Le témoignage de ce père de famille palestinien habitant au nord de Gaza - qui tient à garder l’anonymat - donne une idée du découragement de la population de Gaza une année après le démantèlement des colonies juives et le départ des colons. L’armée israélienne est revenue à Gaza. Ses troupes occupent le centre de Gaza, flanquées d’une dizaine de chars et de bulldozers militaires. Ils rasent les cultures, les serres. Depuis deux semaines, les F 16 et les drones bombardent des maisons habitées par des familles nombreuses, faisant des centaines de tués et de blessés.

14 juillet 2006 | - : Gaza Israël Palestine Crimes de guerre


Huda Ghalya aux côtés de son père tué par un tir israélien sur la plage de Gaza, le 9 juin 2006 (Photo : Ramatan News Agency/File)

Silvia Cattori : Dans quel état psychique la population se trouve-t-elle après des semaines de bombardements et de privations ?
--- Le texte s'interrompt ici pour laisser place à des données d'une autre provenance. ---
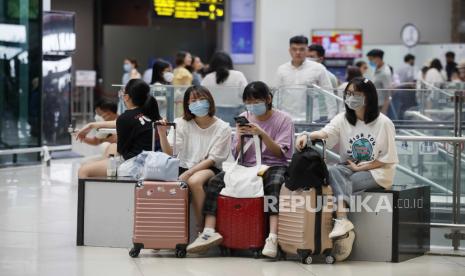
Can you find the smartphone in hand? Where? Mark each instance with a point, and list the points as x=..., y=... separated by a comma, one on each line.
x=241, y=120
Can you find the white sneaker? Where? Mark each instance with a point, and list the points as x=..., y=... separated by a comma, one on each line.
x=203, y=242
x=341, y=227
x=271, y=248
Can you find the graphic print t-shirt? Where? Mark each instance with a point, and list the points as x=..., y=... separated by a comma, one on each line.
x=134, y=132
x=365, y=143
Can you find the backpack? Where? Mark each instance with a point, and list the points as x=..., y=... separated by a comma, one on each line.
x=307, y=170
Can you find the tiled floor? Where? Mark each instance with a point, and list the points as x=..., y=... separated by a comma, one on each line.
x=37, y=237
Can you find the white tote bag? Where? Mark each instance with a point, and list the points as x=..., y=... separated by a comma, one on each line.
x=241, y=181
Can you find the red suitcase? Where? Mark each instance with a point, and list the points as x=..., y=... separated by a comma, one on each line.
x=161, y=216
x=241, y=222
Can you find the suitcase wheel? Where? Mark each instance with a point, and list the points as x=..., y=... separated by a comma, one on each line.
x=134, y=252
x=180, y=253
x=225, y=252
x=330, y=259
x=307, y=260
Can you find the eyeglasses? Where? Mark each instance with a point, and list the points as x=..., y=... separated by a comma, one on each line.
x=353, y=93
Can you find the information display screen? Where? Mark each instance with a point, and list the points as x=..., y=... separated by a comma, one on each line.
x=339, y=43
x=189, y=9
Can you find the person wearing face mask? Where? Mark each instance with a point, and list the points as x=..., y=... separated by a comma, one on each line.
x=133, y=128
x=276, y=130
x=203, y=143
x=104, y=111
x=367, y=148
x=382, y=78
x=130, y=70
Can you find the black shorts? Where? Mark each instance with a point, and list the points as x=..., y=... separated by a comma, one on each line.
x=213, y=169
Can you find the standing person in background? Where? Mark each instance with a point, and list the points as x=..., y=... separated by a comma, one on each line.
x=451, y=65
x=147, y=76
x=162, y=72
x=130, y=70
x=461, y=68
x=302, y=72
x=182, y=76
x=407, y=72
x=316, y=53
x=382, y=78
x=197, y=67
x=221, y=72
x=162, y=75
x=435, y=75
x=394, y=76
x=363, y=66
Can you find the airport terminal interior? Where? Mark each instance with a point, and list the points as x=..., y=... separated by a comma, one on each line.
x=232, y=137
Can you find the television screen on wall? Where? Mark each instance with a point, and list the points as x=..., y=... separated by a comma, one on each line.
x=339, y=43
x=58, y=32
x=189, y=9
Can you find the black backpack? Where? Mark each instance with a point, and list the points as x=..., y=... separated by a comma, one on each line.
x=307, y=170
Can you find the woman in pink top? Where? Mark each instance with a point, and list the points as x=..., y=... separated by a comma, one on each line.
x=276, y=130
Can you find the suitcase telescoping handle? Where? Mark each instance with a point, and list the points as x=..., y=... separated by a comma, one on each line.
x=242, y=144
x=318, y=141
x=154, y=132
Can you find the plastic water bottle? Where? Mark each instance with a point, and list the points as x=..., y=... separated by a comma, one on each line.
x=111, y=167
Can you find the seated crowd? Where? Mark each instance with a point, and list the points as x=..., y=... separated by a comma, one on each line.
x=203, y=142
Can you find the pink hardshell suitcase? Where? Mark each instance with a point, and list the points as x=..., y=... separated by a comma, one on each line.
x=161, y=216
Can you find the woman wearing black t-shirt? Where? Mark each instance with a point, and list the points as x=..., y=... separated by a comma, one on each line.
x=133, y=127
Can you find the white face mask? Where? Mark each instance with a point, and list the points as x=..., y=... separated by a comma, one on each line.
x=313, y=59
x=168, y=76
x=355, y=102
x=98, y=118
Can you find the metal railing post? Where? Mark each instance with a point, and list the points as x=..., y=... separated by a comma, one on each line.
x=458, y=105
x=309, y=110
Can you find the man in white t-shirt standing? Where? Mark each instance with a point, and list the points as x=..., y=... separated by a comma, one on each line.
x=295, y=76
x=382, y=78
x=316, y=52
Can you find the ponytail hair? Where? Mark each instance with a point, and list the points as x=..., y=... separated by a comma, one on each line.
x=139, y=92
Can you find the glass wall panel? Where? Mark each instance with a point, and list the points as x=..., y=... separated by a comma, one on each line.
x=20, y=75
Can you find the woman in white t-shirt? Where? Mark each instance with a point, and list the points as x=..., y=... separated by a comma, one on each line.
x=367, y=147
x=203, y=143
x=222, y=73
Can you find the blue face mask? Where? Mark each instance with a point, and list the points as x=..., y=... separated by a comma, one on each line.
x=256, y=109
x=199, y=108
x=127, y=67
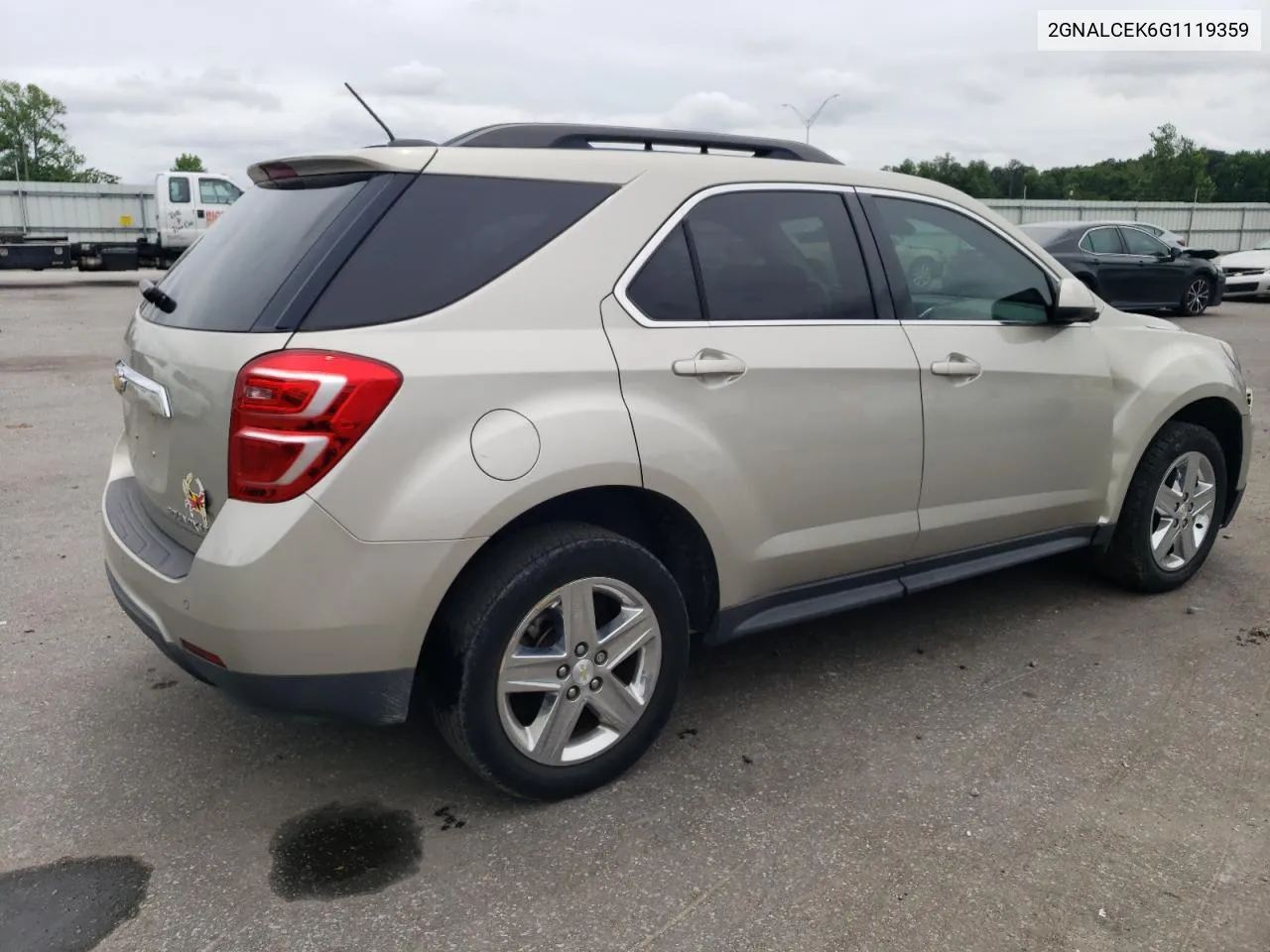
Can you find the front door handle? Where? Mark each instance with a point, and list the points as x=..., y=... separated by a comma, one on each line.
x=708, y=363
x=956, y=366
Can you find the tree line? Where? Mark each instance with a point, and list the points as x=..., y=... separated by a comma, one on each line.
x=1173, y=171
x=33, y=144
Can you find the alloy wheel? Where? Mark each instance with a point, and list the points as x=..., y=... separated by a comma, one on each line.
x=1197, y=296
x=579, y=671
x=1184, y=512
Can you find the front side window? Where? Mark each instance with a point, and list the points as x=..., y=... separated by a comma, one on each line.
x=1102, y=241
x=980, y=276
x=1139, y=243
x=217, y=191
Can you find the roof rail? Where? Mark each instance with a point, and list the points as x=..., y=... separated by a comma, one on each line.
x=550, y=135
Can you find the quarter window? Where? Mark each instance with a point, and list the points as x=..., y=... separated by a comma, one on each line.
x=758, y=257
x=1102, y=241
x=959, y=270
x=1139, y=243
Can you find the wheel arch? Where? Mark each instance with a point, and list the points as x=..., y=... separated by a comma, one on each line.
x=1214, y=413
x=652, y=520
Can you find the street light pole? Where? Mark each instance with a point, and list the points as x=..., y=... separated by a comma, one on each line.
x=808, y=122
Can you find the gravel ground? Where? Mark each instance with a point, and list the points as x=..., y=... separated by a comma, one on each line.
x=1024, y=762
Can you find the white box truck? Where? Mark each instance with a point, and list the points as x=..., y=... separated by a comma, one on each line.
x=108, y=227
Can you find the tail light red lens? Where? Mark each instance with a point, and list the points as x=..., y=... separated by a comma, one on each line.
x=296, y=414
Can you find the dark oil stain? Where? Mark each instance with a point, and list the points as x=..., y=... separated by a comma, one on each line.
x=1252, y=636
x=68, y=905
x=448, y=821
x=344, y=851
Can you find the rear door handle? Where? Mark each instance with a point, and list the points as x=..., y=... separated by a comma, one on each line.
x=130, y=382
x=956, y=366
x=708, y=363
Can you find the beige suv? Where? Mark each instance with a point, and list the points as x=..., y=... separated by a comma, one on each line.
x=499, y=425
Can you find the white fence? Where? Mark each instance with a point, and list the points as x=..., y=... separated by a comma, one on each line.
x=1225, y=226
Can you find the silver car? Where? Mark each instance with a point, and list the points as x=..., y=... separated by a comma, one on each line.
x=497, y=428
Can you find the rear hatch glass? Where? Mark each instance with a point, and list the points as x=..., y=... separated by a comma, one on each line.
x=180, y=442
x=226, y=278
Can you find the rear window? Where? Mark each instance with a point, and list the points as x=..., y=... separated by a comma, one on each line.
x=225, y=280
x=445, y=238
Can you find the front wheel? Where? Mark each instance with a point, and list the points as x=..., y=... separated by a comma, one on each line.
x=561, y=660
x=1196, y=298
x=1171, y=513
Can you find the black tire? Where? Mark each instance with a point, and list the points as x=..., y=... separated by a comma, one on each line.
x=481, y=616
x=1128, y=560
x=1196, y=296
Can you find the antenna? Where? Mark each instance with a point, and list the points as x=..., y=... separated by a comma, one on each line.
x=382, y=126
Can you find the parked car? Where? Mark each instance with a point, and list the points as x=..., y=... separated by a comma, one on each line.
x=1247, y=273
x=1133, y=270
x=498, y=426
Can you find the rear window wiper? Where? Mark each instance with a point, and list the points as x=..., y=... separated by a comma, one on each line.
x=160, y=298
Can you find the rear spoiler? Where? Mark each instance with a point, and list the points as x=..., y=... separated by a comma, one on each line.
x=367, y=160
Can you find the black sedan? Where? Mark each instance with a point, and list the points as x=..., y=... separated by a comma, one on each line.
x=1130, y=268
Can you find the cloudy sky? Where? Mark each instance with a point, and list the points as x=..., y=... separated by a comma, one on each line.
x=239, y=81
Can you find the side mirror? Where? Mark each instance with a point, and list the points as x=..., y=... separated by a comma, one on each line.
x=1074, y=302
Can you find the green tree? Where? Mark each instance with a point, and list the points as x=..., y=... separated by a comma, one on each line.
x=189, y=162
x=1173, y=171
x=33, y=139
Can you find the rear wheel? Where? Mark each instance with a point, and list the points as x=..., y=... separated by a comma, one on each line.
x=1199, y=293
x=1170, y=517
x=561, y=660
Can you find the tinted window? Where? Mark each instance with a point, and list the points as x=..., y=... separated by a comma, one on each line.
x=979, y=275
x=666, y=289
x=1139, y=243
x=229, y=275
x=779, y=255
x=447, y=236
x=217, y=191
x=1102, y=241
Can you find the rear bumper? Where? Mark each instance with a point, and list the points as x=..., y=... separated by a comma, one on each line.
x=367, y=697
x=1247, y=286
x=305, y=617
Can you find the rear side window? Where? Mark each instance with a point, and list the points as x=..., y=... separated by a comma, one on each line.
x=445, y=238
x=230, y=273
x=1102, y=241
x=666, y=289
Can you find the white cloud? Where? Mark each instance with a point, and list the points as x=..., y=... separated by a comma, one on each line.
x=912, y=79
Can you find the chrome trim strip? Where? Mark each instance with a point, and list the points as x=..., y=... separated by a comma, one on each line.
x=151, y=393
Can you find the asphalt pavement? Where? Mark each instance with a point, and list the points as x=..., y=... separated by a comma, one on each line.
x=1030, y=761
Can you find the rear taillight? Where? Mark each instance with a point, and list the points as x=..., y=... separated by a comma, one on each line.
x=296, y=414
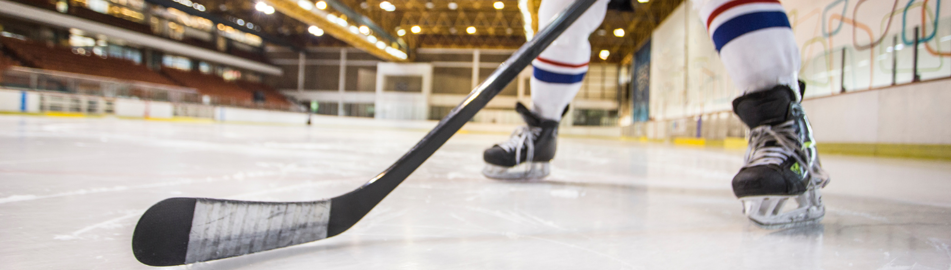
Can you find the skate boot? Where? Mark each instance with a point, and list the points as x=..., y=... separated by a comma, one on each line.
x=782, y=165
x=527, y=153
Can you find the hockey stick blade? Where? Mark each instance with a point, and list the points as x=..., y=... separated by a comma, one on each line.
x=180, y=231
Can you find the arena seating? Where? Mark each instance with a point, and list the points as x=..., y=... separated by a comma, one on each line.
x=227, y=93
x=272, y=96
x=43, y=56
x=56, y=58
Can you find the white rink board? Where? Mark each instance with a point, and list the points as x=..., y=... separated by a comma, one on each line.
x=74, y=188
x=12, y=101
x=232, y=114
x=140, y=109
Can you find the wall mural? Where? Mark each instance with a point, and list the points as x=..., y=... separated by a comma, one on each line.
x=853, y=45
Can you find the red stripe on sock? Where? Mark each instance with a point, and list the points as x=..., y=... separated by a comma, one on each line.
x=560, y=64
x=733, y=4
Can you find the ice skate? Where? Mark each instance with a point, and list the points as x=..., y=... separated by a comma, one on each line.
x=527, y=153
x=782, y=164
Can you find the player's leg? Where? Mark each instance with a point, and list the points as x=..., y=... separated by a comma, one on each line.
x=759, y=51
x=556, y=79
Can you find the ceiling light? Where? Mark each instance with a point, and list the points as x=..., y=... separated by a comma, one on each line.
x=306, y=5
x=315, y=30
x=262, y=7
x=386, y=5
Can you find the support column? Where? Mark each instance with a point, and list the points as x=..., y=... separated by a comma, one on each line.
x=475, y=68
x=342, y=80
x=300, y=71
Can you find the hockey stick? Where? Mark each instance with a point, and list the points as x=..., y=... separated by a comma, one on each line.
x=179, y=231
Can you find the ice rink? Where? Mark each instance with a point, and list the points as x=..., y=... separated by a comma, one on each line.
x=73, y=189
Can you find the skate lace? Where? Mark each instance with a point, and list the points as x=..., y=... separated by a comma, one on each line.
x=523, y=137
x=786, y=145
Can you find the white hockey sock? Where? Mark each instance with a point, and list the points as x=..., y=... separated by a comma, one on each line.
x=755, y=41
x=559, y=70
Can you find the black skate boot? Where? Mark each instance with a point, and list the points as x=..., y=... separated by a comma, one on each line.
x=781, y=161
x=527, y=153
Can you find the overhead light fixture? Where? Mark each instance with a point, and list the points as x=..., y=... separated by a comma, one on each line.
x=305, y=4
x=619, y=32
x=315, y=30
x=263, y=7
x=526, y=19
x=604, y=54
x=386, y=5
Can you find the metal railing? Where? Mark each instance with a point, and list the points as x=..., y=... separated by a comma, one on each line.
x=65, y=82
x=89, y=85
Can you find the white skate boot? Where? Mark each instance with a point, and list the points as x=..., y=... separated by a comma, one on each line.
x=782, y=164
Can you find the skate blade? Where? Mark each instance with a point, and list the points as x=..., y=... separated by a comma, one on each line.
x=524, y=171
x=769, y=212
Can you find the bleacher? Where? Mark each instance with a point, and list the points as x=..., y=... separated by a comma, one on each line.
x=43, y=56
x=57, y=58
x=6, y=62
x=271, y=95
x=228, y=93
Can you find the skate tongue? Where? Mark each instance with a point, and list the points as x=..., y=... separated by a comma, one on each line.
x=769, y=107
x=530, y=118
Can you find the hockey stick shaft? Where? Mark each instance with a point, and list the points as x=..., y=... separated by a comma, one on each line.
x=187, y=230
x=349, y=208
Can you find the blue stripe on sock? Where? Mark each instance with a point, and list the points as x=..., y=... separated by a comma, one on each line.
x=552, y=77
x=740, y=25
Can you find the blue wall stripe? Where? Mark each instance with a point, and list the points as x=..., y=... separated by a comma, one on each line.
x=552, y=77
x=746, y=23
x=22, y=101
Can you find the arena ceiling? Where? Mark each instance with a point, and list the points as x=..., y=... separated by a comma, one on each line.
x=444, y=23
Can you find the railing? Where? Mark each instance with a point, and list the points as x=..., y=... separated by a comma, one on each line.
x=65, y=82
x=89, y=85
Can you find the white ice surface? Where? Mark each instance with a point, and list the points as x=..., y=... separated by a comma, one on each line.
x=71, y=191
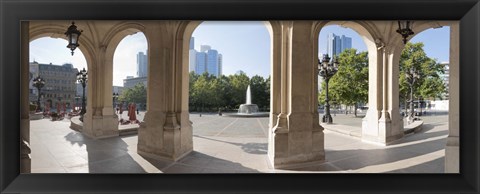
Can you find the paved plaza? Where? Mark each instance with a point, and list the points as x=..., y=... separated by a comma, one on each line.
x=235, y=145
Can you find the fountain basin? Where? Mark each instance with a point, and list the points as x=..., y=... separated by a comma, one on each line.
x=248, y=108
x=257, y=114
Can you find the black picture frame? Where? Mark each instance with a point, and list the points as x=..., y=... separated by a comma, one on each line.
x=12, y=12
Réponse : Nous avons souffert. Nous sommes dans une situation dramatique.
L’armée israélienne est entrée jusqu’à la rue Saladine (centre de Gaza) ; ses soldats ont coupé la bande de Gaza en deux. Ils ont installé leur campement. Il y a une dizaine de chars et aussi des bulldozers militaires. Ils sont en train de raser des terrains, des serres, ils sont en train de détruire le peu qui nous reste de vie. Depuis deux semaines, les F 16 et les drones bombardent et détruisent des habitations ; il y a des centaines de tués et de blessés graves.

Silvia Cattori : S’agit-il de bombardements aveugles et non pas, comme Israël le prétend, d’actions qui visent uniquement « les terroristes » ?

R. Hier par exemple, les soldats israéliens ont attaqué une maison, assassiné toute une famille, sous prétexte qu’elle abritait Mohamed Daif, le chef des tirs de roquettes Quassam. Or, ce n’est pas vrai. Mais, malheureusement, toute une famille, père, mère, cinq filles et deux garçons, ont perdu la vie.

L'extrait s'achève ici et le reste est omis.